Front-Addition Houses Part of the St. Louis Place Legacy

by Michael R. Allen

Planner Mark Johnson from Civitas has had a major hand in developing McEagle’s plan for north St. Louis and western downtown. On Monday night at Central Baptist Church, Johnson used the phrase “legacy properties” to describe the historic buildings that McEagle is contemplating including in the project. I have no idea what criteria Johnson or McEagle has use to define “legacy property,” but when I heard that phrase I started thinking about houses like the one showed above at right, located at 2552 North Market Street in St. Louis Place. (The house at left, at 2548 North Market, is quite a looker itself — check out that entrance arch!)

Readers might recall last week’s post “Brick Thieves Return to St. Louis Place” that showed how a house at 2543 Maiden Lane was damaged by criminals earlier this month. That house is just east and south of the ones shown above. All are highly visible from Jefferson Avenue.

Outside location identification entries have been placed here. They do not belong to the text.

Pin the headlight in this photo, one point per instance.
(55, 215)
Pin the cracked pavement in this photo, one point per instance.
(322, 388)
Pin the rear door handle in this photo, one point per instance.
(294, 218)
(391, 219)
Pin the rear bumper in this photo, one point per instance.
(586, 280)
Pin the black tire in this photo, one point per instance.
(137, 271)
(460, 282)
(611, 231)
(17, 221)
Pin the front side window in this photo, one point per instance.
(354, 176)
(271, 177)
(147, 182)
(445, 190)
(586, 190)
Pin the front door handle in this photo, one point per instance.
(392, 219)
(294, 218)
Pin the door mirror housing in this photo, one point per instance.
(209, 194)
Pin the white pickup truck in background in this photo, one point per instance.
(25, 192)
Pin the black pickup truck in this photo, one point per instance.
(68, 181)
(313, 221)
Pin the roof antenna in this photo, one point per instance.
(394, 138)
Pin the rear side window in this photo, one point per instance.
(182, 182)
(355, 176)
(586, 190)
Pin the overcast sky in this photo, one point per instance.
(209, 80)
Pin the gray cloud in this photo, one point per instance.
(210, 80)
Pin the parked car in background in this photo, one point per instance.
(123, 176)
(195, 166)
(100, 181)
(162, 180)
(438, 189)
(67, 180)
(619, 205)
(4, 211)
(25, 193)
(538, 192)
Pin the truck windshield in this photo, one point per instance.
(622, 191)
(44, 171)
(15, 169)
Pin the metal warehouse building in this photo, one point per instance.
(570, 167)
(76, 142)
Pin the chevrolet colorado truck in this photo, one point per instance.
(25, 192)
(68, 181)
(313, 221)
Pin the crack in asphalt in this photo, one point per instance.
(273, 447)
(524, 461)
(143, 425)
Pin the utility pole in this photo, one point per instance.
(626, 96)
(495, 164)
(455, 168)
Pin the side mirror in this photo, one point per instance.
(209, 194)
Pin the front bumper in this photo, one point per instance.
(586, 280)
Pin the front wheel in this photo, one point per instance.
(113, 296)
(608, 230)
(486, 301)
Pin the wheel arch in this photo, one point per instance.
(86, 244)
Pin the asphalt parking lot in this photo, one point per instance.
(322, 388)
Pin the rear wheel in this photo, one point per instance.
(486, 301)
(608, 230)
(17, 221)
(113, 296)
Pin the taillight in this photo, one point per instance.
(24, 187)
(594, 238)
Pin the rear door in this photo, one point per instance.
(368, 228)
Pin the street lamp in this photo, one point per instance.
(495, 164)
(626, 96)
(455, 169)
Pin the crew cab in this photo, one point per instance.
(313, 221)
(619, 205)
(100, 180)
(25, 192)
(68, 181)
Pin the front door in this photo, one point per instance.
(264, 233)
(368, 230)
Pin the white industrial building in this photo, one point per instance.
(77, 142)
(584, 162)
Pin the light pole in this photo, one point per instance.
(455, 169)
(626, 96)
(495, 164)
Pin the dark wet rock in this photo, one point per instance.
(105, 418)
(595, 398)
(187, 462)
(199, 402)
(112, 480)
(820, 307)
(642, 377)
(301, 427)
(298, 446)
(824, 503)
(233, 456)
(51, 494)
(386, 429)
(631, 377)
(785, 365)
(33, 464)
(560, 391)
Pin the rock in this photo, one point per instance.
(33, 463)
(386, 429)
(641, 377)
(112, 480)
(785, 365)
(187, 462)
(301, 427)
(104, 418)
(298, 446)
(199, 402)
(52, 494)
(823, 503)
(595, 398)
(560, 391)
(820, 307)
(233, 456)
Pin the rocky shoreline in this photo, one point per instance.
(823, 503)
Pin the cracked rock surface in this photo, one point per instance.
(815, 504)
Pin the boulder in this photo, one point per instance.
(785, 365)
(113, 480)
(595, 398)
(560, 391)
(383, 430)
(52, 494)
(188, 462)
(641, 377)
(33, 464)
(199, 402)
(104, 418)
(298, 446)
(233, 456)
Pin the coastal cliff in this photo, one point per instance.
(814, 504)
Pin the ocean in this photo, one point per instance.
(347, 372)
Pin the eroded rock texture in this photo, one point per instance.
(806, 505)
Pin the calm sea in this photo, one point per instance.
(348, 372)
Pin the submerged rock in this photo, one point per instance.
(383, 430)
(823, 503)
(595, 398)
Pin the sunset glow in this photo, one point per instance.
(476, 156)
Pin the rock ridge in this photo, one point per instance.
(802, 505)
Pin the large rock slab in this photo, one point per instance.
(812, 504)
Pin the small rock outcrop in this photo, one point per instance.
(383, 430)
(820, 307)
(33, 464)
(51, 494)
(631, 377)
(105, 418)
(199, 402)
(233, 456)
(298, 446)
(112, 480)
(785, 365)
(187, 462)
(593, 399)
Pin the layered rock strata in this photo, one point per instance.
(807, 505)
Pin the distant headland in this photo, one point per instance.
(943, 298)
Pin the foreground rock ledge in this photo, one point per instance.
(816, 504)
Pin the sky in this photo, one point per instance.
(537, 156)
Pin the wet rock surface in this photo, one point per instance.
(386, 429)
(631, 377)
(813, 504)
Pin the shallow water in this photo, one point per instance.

Why do I think that the modest house at 2552 North Market is so interesting? Well, the house is one of a few remaining frame houses that have brick front additions. If that doesn’t make sense, take a look at the rear of the house.

The rear is a one-story gabled frame home, with one room in front and a small addition at the back. This house dates to the 19th century. The front brick section, with one room on each of two floors, dates to a building permit issued on May 22, 1915. The cost of the addition was $500 to owner William Duerdick and his builder J. Scaumel. The result of the addition was a handsome, two-story brick front to match those of neighboring houses.

As St. Louis Place developed into a high-density, middle-class enclave, many early frame houses were absorbed into the emerging urban (brick) fabric through front additions. Simple frame houses could be concealed behind fronts as refined as those of any neighbors’ houses. A new look and more space arrived, while the usable original house was retained instead of being wrecked. What great architectural economy for growing families on a budget!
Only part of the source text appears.